If services don't get an external IP:

# Check MetalLB controller logs
kubectl logs -n kmetal-metallb -l app.kubernetes.io/component=controller

# Check speaker logs
kubectl logs -n kmetal-metallb -l app.kubernetes.io/component=speaker

# Verify IP pool configuration
kubectl describe ipaddresspool -n kmetal-metallb

Common issues:

  • IP pool exhausted (all IPs in use)
  • IP pool conflicts with network DHCP
  • Network interface not correctly detected
  • Firewall blocking ARP/NDP traffic (L2 mode)
  • BGP session not established (BGP mode)

IP Conflict

If you see IP conflicts:

  1. Verify IP pool doesn't overlap with DHCP range
  2. Check for duplicate IPs in network
  3. Adjust IP pool range in configuration
  4. Reapply configuration

Production Recommendations

For production deployments:

  1. Use BGP mode if your network supports it (more reliable and scalable)
  2. Reserve IP ranges with your network team before deployment
  3. Use multiple IP pools for different service tiers or environments
  4. Enable speaker tolerations for nodes with special network configurations
  5. Monitor MetalLB metrics with Prometheus for operational visibility
  6. Document IP allocations for your team

Tenant Service Exposure

The MetalLB configuration above governs the under cluster — the IPs that the kMetal platform itself, and tenant control-plane endpoints, surface from. Tenant workload LoadBalancer services follow a different path that depends on which networking mode the under cluster runs.

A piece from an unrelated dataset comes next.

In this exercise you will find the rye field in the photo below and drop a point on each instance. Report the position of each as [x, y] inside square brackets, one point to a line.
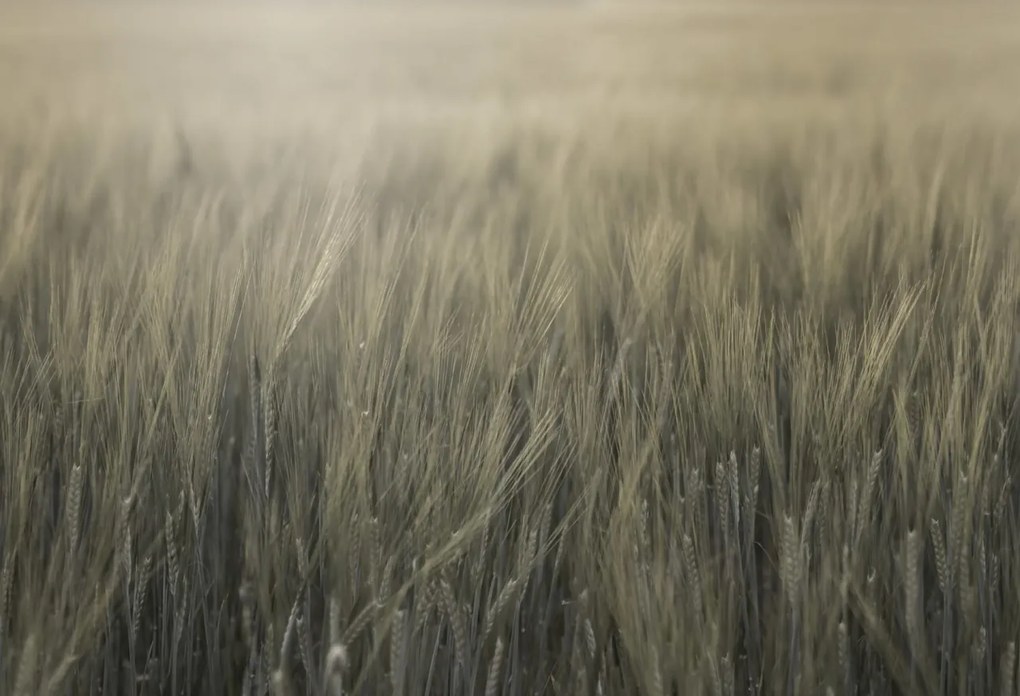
[566, 348]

Overlay mode — OVN Gateway

In overlay mode (the default), tenant LoadBalancer services are fulfilled by Kube-OVN itself. A custom controller, cloud-provider-ovn (CPO), watches LoadBalancer services in every tenant cluster and reconciles them into OVN resources on the under cluster:

  • OvnEip — allocates an External IP from the provider network pool.
  • OVN load balancer — DNATs traffic destined for that EIP to the tenant's backend pods, with multi-backend support.

The under cluster is not in the data path. After the load balancer is programmed, traffic enters the under cluster's provider network, hits OVN, and is DNATed directly to a worker VM's pod IP. No proxy hop, no extra latency, no per-service controller in the tenant.

VLAN mode — CCM Proxy or Tenant MetalLB

In VLAN mode, OVN Gateway isn't applicable because there is no shared provider network for OVN to allocate from. Two patterns are supported:

  1. CCM Proxy (default candidate): a kMetal-side Cloud Controller Manager proxy that allocates IPs from the tenant's VLAN address pool and announces them via ARP/BGP. Tenant LoadBalancer services point at the CCM-allocated IP; the under cluster's CCM handles the announcement.
  2. Tenant MetalLB: install MetalLB inside the tenant cluster (delivered as a tenant add-on) and let the tenant manage its own L2/BGP announcement. This pattern matches what tenants would build in a vanilla Kubernetes cluster on bare metal.

For new deployments, prefer overlay mode unless wire-level VLAN isolation is a hard requirement.

Edge router integration

The provider network IPs allocated by either pattern need to be reachable from outside the data center. kMetal supports two integration patterns with the edge router:

  • Direct Routing — the edge router holds a static route for the provider CIDR pointing at the under cluster's gateway nodes. Allocate an EIP → traffic just works. Zero per-tenant coupling between kMetal and the edge router; once the static route is in place, kMetal can add/remove tenant EIPs without touching the router.
  • Edge NAT — the edge router 1:1 NATs a public IP to each tenant EIP. Used as a fallback when the provider CIDR cannot be routed directly (NAT'd network, ISP constraints). Requires per-EIP router config; operationally heavier.

IP pool models

Tenant EIPs are allocated from one of two pool shapes:

  • Global pool (default) — a single provider-network pool shared by all tenants. Simple, no per-tenant network setup, but anyone with under-cluster admin can see who has which IPs.
  • Per-tenant pool — each tenant gets a dedicated provider subnet, and their EIPs come from that subnet only. Stronger isolation, but currently blocked by an upstream OVN bug (kube-ovn#3329, ovn-org/ovn#222) when combined with the multi-DGP topology kMetal uses. The global pool is the only validated option for v1.